History dependence in thermodynamic properties of solids

Glasses have long been considered nonequilibrium materials. The primary reason is their history-dependent properties: the obtained properties are not uniquely determined by two state variables, temperature and volume, but are also affected by the process parameters such as cooling rates. However, closer observations reveals that this history dependence is common in solids; in crystal growth, the properties of an obtained crystal are affected by the preparation conditions through defects and metallurgical structures. The problem with the previous reasoning of history dependence lies in the lack of effort to find appropriate way of specification of the current properties, which is independent of the past history.

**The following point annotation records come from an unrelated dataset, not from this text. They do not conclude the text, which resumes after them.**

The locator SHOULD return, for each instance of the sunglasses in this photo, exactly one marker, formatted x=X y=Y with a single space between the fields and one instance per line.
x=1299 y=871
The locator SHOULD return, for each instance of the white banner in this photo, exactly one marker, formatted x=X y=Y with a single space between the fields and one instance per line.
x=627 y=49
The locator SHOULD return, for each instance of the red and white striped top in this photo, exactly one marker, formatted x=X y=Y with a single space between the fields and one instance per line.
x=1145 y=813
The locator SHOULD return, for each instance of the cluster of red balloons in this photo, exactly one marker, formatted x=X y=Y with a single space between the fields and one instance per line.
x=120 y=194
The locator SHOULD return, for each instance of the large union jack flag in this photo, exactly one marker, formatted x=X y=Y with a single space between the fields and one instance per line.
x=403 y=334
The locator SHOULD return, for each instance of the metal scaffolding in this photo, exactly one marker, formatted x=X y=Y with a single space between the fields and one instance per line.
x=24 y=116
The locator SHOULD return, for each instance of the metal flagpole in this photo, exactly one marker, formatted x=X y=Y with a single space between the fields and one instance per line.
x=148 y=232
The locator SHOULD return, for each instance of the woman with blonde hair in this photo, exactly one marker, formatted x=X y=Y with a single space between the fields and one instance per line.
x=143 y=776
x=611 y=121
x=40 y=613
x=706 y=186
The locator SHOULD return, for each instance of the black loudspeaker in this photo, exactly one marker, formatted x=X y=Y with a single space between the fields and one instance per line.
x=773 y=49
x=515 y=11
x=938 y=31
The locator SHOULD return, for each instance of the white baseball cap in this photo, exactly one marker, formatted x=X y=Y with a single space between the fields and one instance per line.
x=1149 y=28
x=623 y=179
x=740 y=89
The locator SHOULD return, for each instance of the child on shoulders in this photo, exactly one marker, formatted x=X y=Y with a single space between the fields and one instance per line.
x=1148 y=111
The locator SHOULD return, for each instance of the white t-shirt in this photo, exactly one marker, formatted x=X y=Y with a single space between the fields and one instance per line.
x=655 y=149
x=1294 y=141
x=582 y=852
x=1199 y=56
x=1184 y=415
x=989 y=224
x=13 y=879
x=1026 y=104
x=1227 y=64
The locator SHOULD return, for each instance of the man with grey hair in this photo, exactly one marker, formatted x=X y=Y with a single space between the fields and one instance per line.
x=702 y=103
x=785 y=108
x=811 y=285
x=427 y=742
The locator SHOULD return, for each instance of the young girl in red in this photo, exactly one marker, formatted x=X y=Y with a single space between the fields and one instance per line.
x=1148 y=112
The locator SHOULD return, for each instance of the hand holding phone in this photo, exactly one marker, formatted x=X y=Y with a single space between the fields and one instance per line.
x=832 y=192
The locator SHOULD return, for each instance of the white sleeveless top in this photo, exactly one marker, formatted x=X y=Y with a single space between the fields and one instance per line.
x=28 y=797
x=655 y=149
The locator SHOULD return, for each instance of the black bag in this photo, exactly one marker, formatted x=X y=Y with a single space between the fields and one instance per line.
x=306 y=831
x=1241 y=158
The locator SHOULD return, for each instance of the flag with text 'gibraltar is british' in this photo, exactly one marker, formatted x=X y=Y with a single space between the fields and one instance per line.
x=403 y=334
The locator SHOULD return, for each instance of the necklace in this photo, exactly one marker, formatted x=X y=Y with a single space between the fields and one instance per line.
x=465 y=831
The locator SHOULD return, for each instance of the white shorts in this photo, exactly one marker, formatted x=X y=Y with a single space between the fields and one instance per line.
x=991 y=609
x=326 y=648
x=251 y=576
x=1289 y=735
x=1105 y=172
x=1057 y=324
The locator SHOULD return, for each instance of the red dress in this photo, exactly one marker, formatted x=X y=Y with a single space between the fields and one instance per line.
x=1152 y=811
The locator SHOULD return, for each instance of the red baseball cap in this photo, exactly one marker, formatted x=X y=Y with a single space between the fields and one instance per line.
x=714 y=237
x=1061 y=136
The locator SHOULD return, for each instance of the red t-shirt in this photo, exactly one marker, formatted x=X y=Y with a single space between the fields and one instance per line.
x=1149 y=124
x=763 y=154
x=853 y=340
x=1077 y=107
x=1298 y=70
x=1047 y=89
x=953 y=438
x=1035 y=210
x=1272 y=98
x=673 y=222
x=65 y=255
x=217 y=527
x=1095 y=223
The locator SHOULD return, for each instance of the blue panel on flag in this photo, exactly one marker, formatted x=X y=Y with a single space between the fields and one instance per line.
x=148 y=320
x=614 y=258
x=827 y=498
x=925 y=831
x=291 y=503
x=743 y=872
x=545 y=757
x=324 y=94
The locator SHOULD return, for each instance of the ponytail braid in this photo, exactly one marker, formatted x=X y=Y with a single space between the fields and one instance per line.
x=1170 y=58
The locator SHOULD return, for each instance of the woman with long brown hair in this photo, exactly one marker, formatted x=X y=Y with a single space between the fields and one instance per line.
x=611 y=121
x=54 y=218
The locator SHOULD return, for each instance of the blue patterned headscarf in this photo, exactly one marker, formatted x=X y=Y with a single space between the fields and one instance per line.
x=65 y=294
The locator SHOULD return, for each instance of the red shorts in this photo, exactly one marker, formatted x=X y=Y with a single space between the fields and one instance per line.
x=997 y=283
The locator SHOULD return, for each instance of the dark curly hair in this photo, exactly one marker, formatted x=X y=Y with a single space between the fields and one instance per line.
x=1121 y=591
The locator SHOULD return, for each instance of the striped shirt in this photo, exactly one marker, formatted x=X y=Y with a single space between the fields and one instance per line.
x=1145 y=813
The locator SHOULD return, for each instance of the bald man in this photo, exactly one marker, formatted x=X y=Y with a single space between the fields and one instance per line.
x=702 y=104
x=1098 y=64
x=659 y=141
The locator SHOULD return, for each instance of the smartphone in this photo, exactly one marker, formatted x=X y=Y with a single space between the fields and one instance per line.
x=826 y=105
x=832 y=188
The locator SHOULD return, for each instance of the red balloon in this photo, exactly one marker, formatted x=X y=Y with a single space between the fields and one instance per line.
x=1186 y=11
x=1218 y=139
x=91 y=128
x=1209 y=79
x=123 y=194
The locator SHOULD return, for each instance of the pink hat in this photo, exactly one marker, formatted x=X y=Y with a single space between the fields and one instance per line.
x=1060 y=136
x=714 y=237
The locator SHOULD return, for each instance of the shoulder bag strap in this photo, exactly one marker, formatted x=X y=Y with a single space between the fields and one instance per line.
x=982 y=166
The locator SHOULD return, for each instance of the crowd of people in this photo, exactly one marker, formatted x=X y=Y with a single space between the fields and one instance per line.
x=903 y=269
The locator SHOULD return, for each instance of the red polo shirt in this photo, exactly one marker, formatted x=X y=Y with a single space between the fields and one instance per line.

The appropriate way is use of a full set of state variables. The guiding principle for finding them is provided by the first law of thermodynamics, which requests that the internal energy $U$ is a state function. Detailed information about the above-mentioned microstructures is needed to describe the state function $U$. This can be accomplished by specifying the time-averaged positions of all atoms that constitute the solid. Therefore, these time-averaged atom positions serve as state variables for solids. Defect states, although metastable, represent equilibrium states, while a perfect crystal is thermo-dynamically unstable. Equilibrium states can only be considered within the relaxation time. Glass is thus in equilibrium as long as its structure remains unchanged. The relaxation time is controlled by the energy barriers by which a structure is sustained, and this time restriction is inherently related to the definition of state variables. The most important property of state variables is their invariance against time averaging.